In 412 the Visigoths, already half Roman in their ways, came and occupied the southern region. They merely took half the forest land and gardens, two-thirds of all the cultivated lands, and worked these mostly with the Gauls or Provincials already established there. The big, good-natured Burgundians did the same on the Rhone. So that the Visigoths and Burgundians were really a blessing to south and east Gaul. They saved the land from enemies, they destroyed nothing, they were amiable masters and neighbours, they left the natives working as before, and only took a good portion of the produce.

Then in 451 came Attila with the Huns. Attila was defeated at Chalons, but Gaul was ruined. The north was gutted, and Theodoric was dead. After the death of their king the Goths broke into horrible civil war. Peace was restored for a time, but by the end of the century their land too was destroyed, smashed up. Everywhere, in Burgundy the same, there was murderous fighting, destruction, desolation. The whole country was swamped in ruin. ‘ The ocean sweeping over it could not have added to the desolation.’ Cattle had been killed or driven off, man exterminated; fields returned into heath-land and forest; wolves and bears lurked in the ruined streets of Roman cities. Gaul was a desert of desolation. Italy was not much better. The weakness of the Romans and the ferocity of the barbarians had gutted civilised Europe.

Through all this only the light of Christianity flickered. Dukes, counts, governors, these annihilated one another. The government was wiped out. All was howling, weltering insecurity. Only the Christian bishops and clergy kept their souls clear and their minds strong. In the spoiled cities the bishops took authority, to prevent the whole place turning into a den of thieves and murderers, wolves and bears. The Roman law-courts, called basilicas, became Christian churches, and in these buildings the clergy exhorted and commanded the demoralised people. Even Attila had been forced to reverence one bishop, Lupus, Bishop of Troyes, for the fierce Hun found this Christian leader such a noble, commanding presence, unafraid.

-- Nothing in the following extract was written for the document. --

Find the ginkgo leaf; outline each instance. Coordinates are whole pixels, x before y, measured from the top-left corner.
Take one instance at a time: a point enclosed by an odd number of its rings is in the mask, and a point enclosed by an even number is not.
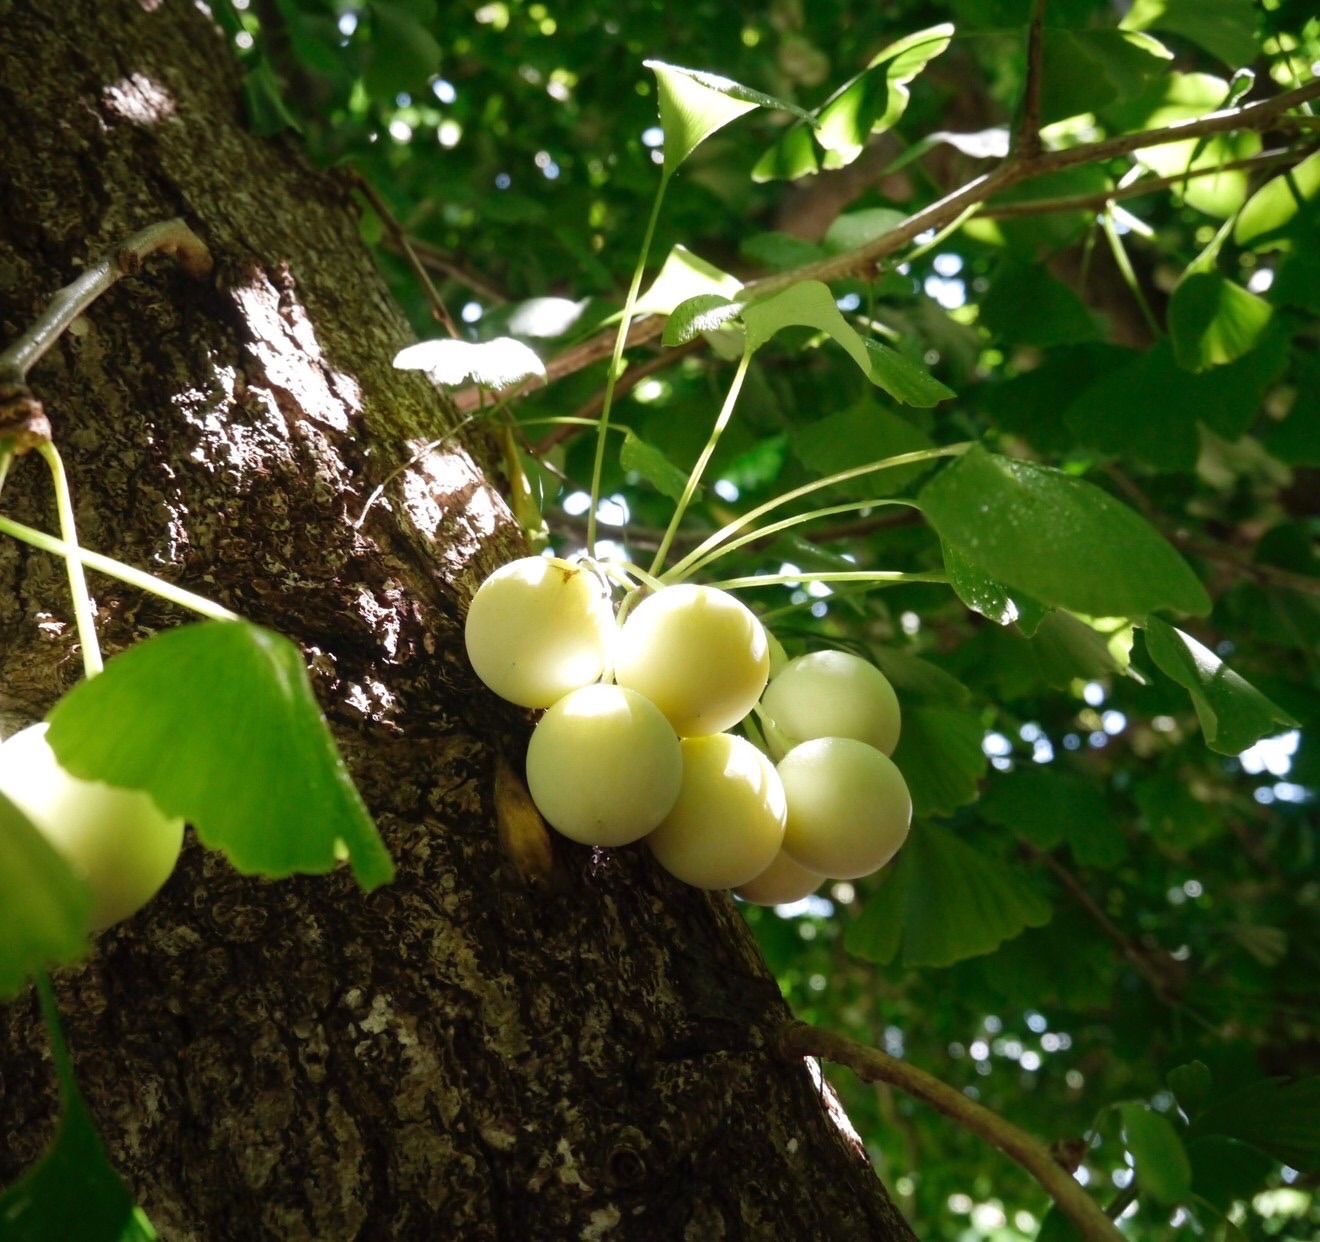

Rome was ended, Gaul was left a waste, stranded region, with only the Christian bishops keeping their heads erect in the wreckage. New power must come from somewhere, new life, new force, new strength to build up another Gaul. And where was the force to come from? Not from the south, for the south was spent. The bishops quite rightly looked to the north. They looked carefully to the most powerful of the tribes of northern Germans. These tribes were the Franks. The bishops had now to look to the Franks as masters or servants. They must depend on the fierce but manly barbarians of the north, and forget the corrupt, foolish Romans.